On the receiving end of the fun-poking in this film are writers. Tamara Drewe’s screenwriter elaborates: “Glen, the Hardy academic, has got this great line about writers that they are the most self-regarding sacks of shit around, and there is something about writers that can be a little bit too self-regarding; all that stuff about ‘my craft’, and feeling they are somehow different from the rest of population because they’re observers on life and they’re creative in that way and therefore they get special treatment. I mean it’s not true and most writers are very humble about their work, which is a job like any other really. You get up in the morning, you make your tea and you write. But I think there’s something that’s so easy about taking the mickey out of just about any self-regarding writer, you know.”
Frears is renowned as an actors’ director, with a strong track record of unearthing new stars, eliciting great performances from his cast, and creating an environment on set wherein his actors enjoy their work. Gemma Arterton discusses her relationship with Stephen and what he brings to Tamara Drewe: “Stephen’s always changing his style, he’s always doing things you don’t expect him to do. Because it is a comedy and it’s very different to what he’s done before, he’s the perfect guy for it because he’s making it into something that’s not just another British comedy. He’s making it really unique and bringing some real eccentricity to it.
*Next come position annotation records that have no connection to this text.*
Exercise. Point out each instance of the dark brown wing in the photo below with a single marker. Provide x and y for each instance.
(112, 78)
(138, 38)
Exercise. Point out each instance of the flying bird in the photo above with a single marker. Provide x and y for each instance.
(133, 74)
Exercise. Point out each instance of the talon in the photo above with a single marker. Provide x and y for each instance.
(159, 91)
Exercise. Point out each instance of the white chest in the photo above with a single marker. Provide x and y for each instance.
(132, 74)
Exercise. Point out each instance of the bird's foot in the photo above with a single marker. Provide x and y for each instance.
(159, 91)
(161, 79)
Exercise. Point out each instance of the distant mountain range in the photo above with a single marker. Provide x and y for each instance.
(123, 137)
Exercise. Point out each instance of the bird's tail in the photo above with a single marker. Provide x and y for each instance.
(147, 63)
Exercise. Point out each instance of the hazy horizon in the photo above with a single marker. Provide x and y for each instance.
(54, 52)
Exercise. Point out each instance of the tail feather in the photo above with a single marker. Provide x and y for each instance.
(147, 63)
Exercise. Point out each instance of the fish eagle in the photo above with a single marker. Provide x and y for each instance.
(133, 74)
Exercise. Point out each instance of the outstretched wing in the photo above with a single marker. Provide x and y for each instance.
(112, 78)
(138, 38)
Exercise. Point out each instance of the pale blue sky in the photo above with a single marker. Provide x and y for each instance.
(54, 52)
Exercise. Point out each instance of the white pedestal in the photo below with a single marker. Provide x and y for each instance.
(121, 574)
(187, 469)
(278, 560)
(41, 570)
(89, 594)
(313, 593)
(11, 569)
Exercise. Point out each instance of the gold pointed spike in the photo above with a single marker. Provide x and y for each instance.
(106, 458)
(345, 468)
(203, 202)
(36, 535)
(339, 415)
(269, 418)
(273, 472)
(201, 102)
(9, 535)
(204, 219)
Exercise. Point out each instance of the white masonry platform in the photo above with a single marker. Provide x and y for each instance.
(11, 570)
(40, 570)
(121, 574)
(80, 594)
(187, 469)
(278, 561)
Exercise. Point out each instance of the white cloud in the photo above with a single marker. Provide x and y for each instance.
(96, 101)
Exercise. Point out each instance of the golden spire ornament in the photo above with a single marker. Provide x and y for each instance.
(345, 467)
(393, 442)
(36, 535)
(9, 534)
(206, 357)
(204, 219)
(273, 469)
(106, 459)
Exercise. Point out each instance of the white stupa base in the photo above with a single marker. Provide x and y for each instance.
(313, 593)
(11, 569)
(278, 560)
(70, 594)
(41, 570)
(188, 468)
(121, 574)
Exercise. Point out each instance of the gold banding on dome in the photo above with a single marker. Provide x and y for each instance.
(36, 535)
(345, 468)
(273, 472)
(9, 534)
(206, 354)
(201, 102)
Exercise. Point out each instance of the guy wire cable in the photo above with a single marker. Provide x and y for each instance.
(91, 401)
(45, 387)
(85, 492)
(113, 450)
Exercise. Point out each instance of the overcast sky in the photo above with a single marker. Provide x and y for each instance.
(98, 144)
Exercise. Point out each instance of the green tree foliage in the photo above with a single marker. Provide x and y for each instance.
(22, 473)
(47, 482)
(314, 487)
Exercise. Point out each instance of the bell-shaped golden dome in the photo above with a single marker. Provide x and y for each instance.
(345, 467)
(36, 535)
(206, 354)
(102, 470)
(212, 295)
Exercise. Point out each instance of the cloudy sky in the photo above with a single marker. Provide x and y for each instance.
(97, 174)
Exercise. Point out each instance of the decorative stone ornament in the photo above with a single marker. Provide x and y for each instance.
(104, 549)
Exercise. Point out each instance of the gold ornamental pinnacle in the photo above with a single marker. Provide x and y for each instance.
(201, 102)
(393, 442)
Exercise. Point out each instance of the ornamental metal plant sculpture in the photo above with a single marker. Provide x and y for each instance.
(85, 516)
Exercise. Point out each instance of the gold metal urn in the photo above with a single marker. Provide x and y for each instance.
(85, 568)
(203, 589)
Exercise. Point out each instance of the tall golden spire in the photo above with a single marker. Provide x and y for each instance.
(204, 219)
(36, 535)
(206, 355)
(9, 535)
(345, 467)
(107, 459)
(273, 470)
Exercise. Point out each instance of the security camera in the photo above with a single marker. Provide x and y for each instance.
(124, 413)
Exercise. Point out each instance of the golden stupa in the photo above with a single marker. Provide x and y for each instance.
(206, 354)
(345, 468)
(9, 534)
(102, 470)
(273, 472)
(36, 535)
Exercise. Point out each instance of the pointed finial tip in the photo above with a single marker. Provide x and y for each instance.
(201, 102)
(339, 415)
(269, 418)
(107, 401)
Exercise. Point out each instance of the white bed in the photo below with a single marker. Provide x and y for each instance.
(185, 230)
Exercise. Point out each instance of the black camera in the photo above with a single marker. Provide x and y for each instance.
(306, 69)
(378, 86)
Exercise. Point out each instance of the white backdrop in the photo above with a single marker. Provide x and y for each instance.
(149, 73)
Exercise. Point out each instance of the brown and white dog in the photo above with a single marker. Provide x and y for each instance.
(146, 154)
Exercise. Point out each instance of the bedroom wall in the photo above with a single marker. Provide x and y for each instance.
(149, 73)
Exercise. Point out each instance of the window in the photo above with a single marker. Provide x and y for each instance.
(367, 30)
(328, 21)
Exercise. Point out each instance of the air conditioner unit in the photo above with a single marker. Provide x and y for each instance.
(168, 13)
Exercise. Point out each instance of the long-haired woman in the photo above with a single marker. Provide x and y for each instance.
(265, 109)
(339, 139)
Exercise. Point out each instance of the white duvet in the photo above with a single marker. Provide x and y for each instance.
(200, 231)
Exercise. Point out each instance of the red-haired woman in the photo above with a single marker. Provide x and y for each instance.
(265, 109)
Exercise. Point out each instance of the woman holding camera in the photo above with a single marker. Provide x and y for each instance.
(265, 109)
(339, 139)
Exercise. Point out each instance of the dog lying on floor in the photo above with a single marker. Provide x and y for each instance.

He’s brilliant because he’s tapping into the deeper side of it, he’s making the characters so real within that comedy that you are moved by it.”
Generosity is also a word that crops up frequently when the cast discuss their director. Dominic Cooper: “Stephen gives you a tremendous amount of confidence. Playing my character, in a comedy, you need to feel very confident about what you are doing and very relaxed and able to take risks with it, because you are doing something quite heightened. So you have to be prepared for it to be very wrong and to make a fool of yourself and if the set and the company feels comfortable amongst each other than you have much more range to be able to experiment, and Stephen really allows that to happen.”
Says Roger Allam: “He doesn’t tend to interfere obsessively with the detail of the acting, but he’ll often catch you in the lunch break, come and say something generous.” And finally Tamsin Greig: “I think Stephen casts well and he’s interested in people so you trust that what you bring is what he wants and you’ll soon know if it’s not what he wants. He’s like a sculptor, you know, he waits till things emerge.”
Stephen Frears himself remarks on what, for him, was unique about Tamara Drewe: “I can’t ever answer the question, ‘What kind of film is it?’ I say, ‘Oh, it’s a pastoral comedy.’ Well, you know – A Midsummer Night’s Dream is a pastoral comedy, but there aren’t a lot of them around. The English don’t make films about the middle classes. And when they are, they’re mainly period. I suppose you’d call Tom Jones a pastoral comedy but it’s because it’s so drowsed in history. They just don’t exist – contemporary films set in the English countryside like this. So you could see immediately it was unlike anything else. I’m very pleased at how funny it is – though I can see it deals with sort of dreadful things! And I can only apologise! I’ll bet I’m the only man in the world who can do a cattle stampede in Dorset!”
The film is being released October 8 by Sony Pictures Classics.